Flooded Bays? Rice Prof Says It's Happening
by: Jack Williams, January 4, 2007 12:01:00 am
"We're not talking something here that potentially will happen in 100 or 200 years. We're talking something that could well happen in a matter of decades, changes that could happen in a matter of decades."
Anderson has spent years researching flooding trends along the Gulf Coast and says it's not unusual to have bay flooding events every 1500 years or so, cyclical occurances that result from the combination of slowly rising sea levels and less river-borne sediment flowing into the bays.
"The human influence of putting dams on rivers is equivalent if not greater than some of these natural climate events in terms of how they impact sediment supply from the river to the bay. So as sea level goes up, unless there's enough sediment coming into the bay to keep up with the rate of rise, then you will flood the bay. In other words water depths will increase, wetlands will be lost or at least will shift from their location, and there's going to be an impact from that."
Anderson and his research colleagues have analyzed sediment core samples from Galveston, Corpus Christi and Matagorda bays and several lakes in Louisiana where flooding events have happened in the past and says the decrease in the amount of sediment seems to be the common factor.

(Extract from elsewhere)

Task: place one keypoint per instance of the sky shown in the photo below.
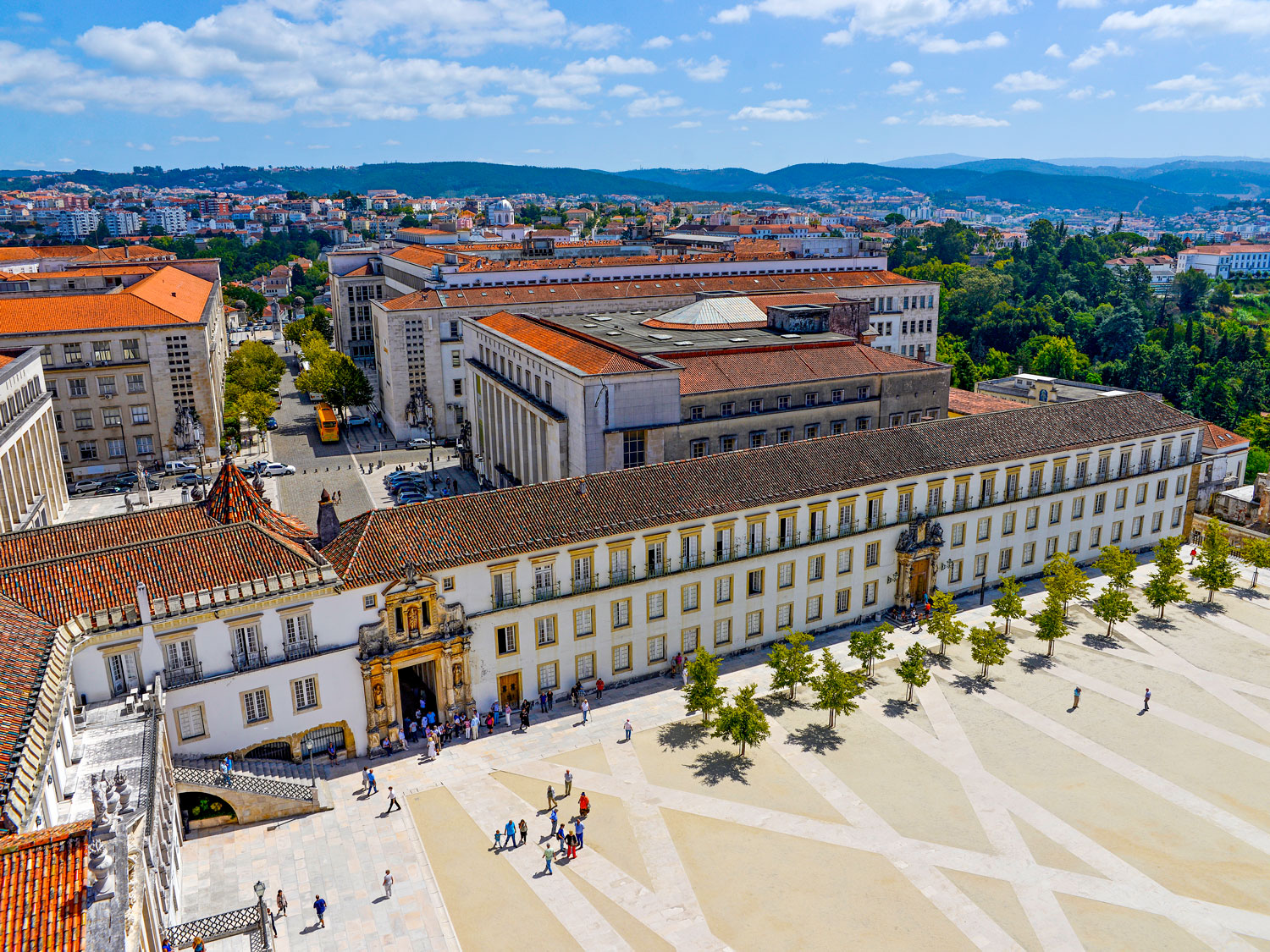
(619, 85)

He says the changes in the bays can be rapid.
"What we basically discovered is that rather than just slowly change as sea level rises due to the flooding that takes place, inundation of the bays, rather than change slowly, they have threshholds and they are able to maintain the setting at certain sea level rise and sediment input, but when there's an imbalance in that supply or sea level rise, the systems respond rather radically."
The most obvious potential problems that arise from bay flooding include the eventual disruption or complete destruction of business or residential developments along bays in Texas and elsewhere. Anderson says getting river sediment past the dams and into the bays is one solution.
"In other words, engineering that would basically pump the sediment or move the sediment through the system to keep it moving in through the system. There are ways to engineer around a lot of these problems. Until we undertand the magnitude of the problem given the cost of the remedies, it's not likely that anything is going to be done."
Based on sedimentary records, researchers say the world's oceans are rising more quickly, 5 millimeters a year now compared to 2 millimeters a year recorded throughout most of the 20th century.